雪山でテント内使用が避けられない場合も、吹雪でも必ず換気を行なうことが重要で、頭痛(初期症状)を感じたら直ちにバーナーを外へ出す対応が求められます。CO検知器は警報であり、危険自体をなくすものではありません。
ガス漏れ・やけどの点検と保管
NITE製品安全情報マガジンは、1時間に1回以上・5分程度の換気、および室内・テント内・車内での屋外用火気器具の使用禁止を対策に挙げています。

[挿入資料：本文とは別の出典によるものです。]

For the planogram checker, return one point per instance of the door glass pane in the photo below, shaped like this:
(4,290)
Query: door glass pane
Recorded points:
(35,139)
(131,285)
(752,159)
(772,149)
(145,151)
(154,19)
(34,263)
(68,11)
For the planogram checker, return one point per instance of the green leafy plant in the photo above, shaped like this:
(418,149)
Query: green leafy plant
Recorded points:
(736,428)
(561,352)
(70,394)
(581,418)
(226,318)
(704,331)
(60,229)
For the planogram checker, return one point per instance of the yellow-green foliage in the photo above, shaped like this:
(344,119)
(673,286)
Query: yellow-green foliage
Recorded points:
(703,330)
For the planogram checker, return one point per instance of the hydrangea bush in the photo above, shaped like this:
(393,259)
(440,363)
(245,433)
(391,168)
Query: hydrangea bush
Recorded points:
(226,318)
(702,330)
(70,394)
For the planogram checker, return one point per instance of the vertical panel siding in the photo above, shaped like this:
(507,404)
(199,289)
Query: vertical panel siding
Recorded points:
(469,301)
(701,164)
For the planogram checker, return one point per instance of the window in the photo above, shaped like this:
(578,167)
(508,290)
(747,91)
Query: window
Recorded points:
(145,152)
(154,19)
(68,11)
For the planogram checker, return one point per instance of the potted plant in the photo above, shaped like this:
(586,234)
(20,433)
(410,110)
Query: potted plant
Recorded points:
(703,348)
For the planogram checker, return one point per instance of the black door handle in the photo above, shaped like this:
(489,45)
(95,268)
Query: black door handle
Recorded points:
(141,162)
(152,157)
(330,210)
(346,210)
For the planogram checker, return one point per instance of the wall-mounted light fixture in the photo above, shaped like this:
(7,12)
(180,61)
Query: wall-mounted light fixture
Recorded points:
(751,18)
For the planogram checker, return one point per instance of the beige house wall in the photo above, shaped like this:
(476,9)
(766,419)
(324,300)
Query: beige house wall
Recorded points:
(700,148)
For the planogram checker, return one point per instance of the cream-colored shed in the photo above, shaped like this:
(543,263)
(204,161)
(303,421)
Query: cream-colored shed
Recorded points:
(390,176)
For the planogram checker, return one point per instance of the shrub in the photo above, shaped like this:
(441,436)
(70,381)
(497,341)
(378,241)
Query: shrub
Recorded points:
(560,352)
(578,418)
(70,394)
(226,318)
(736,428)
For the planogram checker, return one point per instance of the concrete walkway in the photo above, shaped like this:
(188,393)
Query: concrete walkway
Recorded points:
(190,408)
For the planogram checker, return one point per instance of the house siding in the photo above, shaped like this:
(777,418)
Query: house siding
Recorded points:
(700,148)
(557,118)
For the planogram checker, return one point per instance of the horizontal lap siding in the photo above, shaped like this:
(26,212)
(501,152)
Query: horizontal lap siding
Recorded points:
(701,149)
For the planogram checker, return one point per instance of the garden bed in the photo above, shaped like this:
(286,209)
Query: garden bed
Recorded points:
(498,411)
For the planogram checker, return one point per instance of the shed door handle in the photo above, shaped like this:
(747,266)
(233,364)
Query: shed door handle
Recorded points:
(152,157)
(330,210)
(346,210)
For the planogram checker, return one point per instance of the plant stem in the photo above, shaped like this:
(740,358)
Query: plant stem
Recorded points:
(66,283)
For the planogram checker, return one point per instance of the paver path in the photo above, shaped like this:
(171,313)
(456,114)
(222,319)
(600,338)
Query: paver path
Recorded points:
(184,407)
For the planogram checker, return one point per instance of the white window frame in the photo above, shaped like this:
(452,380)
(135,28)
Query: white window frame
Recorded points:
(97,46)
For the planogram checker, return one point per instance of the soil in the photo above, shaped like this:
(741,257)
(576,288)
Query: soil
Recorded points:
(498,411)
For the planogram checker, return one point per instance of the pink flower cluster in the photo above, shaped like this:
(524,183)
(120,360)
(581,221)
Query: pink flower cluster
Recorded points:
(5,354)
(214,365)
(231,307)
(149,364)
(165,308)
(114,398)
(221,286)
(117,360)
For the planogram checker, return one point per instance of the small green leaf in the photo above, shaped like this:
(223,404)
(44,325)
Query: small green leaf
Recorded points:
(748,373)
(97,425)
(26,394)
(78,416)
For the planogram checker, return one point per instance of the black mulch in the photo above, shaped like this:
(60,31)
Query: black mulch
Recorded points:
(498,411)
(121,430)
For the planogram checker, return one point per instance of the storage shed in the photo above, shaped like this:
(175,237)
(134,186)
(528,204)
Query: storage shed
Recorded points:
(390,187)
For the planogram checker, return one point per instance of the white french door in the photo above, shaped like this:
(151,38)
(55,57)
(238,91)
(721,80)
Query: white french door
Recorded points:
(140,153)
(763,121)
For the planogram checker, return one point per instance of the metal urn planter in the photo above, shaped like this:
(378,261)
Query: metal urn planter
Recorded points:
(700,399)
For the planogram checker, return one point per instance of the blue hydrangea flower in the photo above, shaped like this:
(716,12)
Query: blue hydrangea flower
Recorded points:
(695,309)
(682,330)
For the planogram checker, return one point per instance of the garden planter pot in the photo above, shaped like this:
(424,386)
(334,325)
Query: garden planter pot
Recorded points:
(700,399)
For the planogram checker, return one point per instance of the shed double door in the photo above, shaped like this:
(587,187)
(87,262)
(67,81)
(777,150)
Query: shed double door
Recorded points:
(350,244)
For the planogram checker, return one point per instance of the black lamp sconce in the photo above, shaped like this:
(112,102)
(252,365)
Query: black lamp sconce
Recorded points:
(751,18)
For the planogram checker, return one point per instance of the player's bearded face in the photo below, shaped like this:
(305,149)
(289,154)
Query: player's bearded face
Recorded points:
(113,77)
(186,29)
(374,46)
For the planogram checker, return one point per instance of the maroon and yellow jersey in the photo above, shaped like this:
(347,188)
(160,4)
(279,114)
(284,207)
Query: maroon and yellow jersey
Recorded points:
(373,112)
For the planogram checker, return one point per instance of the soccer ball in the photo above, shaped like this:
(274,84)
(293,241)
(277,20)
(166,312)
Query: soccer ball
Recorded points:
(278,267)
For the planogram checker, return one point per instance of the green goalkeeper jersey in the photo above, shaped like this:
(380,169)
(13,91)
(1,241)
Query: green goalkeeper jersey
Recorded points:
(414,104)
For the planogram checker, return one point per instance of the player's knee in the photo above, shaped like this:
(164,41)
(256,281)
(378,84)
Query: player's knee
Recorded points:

使用後はガス缶を高温・直射日光を避けて保管し、接続部のパッキン劣化を確認しましょう。
チェックリスト(保存・印刷可)
- ☐ 使用場所を屋外の換気のよい場所に限定した
- ☐ テント内・山小屋の個室・車内では使わないと決めている
- ☐ 使用前にガス缶と接続部のゆるみ・損傷・異臭を点検した
- ☐ 燃焼中も換気状態を確認する意識を持った
- ☐ 頭痛など体調変化があれば直ちに屋外へ移す対応を確認した
- ☐ ガス缶を高温・直射日光を避けて保管している
よくある失敗と対策
- 「少しだけなら」とテント内で調理する: CO中毒は無色無臭で気づきにくい。短時間でも密閉空間では使わない
- 換気していれば大丈夫と思い込む: 入口を少し開ける程度では不十分な場合もある。体調変化にも注意する
- ガス缶の点検を省略する: 接続部の劣化はガス漏れの原因になる。使用前点検を習慣にする
まとめ
バーナー・クッカーは山行スタイルに合わせて選ぶ道具ですが、「屋外の換気のよい場所で使う」という原則を外れればCO中毒の危険につながります。テント・山小屋の中では絶対に使わず、点検と換気の徹底を習慣にしましょう。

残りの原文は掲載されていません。